Alex Meiburg (Nov 03 2025 at 21:39):

I guess I would:

  • rename the old Ket to something like KetOld, and change it everywhere
  • Add the new Ket alongside it
  • Add a depreciation notice (mathlib has many examples of these) to KetOld. It will be removed eventually
  • Change any KetOld theorems to Ket that you can. For now, that might mean keeping both around.
  • If you change a KetOld theorem to Ket and nothing else relies on it (no other KetOld theorems need it), then we can just delete it

Alex Meiburg (Nov 03 2025 at 21:40):

That way we won't introduce new sorries.

Then I can take a look at helping get rid of remaining KetOld stuff.

Ruize Chen (Nov 04 2025 at 00:00):

Hi Alex,

I followed your suggestion about replacing the old Ket references with KetOld and defining a new Ket alongside.
After trying it out, I realised the approach quickly becomes tangled — mainly because MState and a few other modules depend directly on names like Ket.apply and Ket.prod. Even with the alias in place, Lean still looks for those symbols under the new namespace, so we’d have to maintain a compatibility layer that could get messy over time.

Based on that, I think it’s cleaner to start a fully isolated file (say NewKet.lean) for the Euclidean-space implementation. This keeps the prototype self-contained, avoids breaking dependencies, and lets us migrate to it cleanly once it’s stable.

My impression is that this approach fits better with the long-term structure of the repo — and it avoids the half-patched state that a temporary alias would create.

For now, I don’t plan to add too much inside NewKet.lean; I will start by adding what I have in the file I sent above into the isolated NewKet.lean, and I think similar construction (gonna be the same as Braket.lean, I believe it's gonna be fast because we have the old one as good guidance) can begin in the isolated file.

Does that sound good to you?
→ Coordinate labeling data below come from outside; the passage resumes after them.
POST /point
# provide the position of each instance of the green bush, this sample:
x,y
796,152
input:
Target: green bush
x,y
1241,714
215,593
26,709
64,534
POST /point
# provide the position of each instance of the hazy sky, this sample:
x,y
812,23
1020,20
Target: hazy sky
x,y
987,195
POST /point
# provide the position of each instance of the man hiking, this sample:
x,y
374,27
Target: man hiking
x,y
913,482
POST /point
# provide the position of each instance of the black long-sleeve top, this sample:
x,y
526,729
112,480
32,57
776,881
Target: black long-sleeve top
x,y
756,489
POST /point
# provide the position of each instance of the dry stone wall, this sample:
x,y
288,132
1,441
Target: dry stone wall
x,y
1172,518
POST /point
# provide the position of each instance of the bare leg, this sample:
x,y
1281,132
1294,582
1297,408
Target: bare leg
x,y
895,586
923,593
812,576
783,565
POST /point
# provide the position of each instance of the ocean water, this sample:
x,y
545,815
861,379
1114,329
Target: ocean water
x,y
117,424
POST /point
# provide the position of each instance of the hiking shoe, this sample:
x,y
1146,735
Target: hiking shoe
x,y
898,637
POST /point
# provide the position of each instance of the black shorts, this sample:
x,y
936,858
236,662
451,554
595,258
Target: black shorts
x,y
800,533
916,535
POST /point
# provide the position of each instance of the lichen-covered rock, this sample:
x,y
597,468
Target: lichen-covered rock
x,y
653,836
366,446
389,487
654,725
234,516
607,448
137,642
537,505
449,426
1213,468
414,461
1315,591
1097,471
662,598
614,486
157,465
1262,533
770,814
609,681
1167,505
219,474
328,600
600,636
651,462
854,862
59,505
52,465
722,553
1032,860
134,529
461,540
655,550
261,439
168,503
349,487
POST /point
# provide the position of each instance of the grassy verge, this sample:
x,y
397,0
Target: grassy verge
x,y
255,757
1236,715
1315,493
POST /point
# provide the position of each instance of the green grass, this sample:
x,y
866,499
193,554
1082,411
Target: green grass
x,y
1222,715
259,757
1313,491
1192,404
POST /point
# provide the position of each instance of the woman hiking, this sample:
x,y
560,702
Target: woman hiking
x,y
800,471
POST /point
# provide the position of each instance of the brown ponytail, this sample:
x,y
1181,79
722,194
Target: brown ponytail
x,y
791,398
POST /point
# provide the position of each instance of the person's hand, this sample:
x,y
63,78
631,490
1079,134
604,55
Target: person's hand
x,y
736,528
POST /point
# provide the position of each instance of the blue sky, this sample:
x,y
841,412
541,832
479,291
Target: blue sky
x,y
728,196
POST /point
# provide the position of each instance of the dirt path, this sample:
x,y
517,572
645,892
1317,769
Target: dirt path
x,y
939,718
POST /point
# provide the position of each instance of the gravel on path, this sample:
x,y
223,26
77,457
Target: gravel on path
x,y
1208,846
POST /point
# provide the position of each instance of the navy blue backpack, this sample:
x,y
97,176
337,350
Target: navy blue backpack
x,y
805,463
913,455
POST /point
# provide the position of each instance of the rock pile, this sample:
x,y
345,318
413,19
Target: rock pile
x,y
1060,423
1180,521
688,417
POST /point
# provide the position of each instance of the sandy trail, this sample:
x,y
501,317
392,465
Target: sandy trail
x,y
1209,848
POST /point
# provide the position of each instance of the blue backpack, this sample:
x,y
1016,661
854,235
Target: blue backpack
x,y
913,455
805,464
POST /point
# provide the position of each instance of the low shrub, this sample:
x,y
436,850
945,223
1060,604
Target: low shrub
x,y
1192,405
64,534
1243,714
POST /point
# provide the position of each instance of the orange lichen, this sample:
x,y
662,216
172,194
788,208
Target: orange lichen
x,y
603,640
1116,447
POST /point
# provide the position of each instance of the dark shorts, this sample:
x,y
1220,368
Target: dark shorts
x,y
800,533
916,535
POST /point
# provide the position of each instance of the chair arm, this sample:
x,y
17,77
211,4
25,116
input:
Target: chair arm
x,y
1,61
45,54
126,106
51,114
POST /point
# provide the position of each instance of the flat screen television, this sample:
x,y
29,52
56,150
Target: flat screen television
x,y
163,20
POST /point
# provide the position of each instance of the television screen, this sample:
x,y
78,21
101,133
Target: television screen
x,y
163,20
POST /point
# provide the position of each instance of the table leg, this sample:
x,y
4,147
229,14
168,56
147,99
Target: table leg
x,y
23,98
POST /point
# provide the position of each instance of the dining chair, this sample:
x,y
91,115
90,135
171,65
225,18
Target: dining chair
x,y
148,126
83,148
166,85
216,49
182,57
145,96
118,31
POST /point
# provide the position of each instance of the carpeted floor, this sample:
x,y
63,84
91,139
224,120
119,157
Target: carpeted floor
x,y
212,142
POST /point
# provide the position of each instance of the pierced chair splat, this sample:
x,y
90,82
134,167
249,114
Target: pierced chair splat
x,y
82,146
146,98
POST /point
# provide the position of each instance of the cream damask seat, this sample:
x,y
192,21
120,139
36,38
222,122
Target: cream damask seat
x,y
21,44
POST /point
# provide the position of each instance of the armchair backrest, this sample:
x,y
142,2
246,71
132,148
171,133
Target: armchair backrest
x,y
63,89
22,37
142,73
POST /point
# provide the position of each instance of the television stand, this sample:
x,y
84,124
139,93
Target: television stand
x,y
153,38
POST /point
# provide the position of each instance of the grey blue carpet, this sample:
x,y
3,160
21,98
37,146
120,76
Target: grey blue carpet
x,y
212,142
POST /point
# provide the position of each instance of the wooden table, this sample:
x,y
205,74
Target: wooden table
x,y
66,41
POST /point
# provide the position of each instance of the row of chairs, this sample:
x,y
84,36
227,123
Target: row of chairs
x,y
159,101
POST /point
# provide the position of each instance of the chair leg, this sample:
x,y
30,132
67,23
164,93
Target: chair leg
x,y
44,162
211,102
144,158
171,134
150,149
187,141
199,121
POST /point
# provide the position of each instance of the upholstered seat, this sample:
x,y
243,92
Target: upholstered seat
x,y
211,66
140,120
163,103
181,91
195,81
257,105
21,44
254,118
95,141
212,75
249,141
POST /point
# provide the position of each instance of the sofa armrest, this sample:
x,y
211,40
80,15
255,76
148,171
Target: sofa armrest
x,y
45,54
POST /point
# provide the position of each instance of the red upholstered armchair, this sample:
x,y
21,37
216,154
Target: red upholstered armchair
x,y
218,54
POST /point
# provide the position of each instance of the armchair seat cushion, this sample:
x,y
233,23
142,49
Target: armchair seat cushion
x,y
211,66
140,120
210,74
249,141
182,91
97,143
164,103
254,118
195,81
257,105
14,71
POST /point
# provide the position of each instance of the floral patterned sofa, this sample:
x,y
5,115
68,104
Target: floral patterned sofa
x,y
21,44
I can push the first draft of NewKet.lean once everything compiles cleanly.

Alex Meiburg (Nov 04 2025 at 00:38):

Mm, I guess I feel like it's not good to have a second file and stuff. if you feel it's too tough to get all those other changes (like Ket.apply) then let's just skip the deprecation and go straight to the new one.

You can make the PR, it will have a lot of code not working, that's ok. I'll take a look

Ruize Chen (Nov 04 2025 at 01:21):

Ah got it — just to explain a bit what I was trying to do:
I mainly wanted to update optKet in a “smarter” way, basically to directly write the Euclidean version that works with both Unitary and Braket.
That’s why it really needed its own file — it sits between the two and would easily cause dependency cycles otherwise.

While doing that, I realized the Braket side itself also needed to be Euclideanized, so I added a minimal KetEuc definition just to make optKet compile cleanly and test the setup.

The idea was never to maintain two versions permanently — just to isolate the new logic until it’s good enough to replace the old one entirely.

If you’d prefer doing the replacement directly inside the same file instead, I can take care of that — I’ll just use a regex pass to systematically rename all Ket to KetOld in Braket.lean to the new version.
I’ll likely do that tomorrow once I’ve confirmed everything still builds properly.

Alex Meiburg (Nov 04 2025 at 02:44):

Sure, yeah. Let's just skip the KetOld completely and just remove it right away.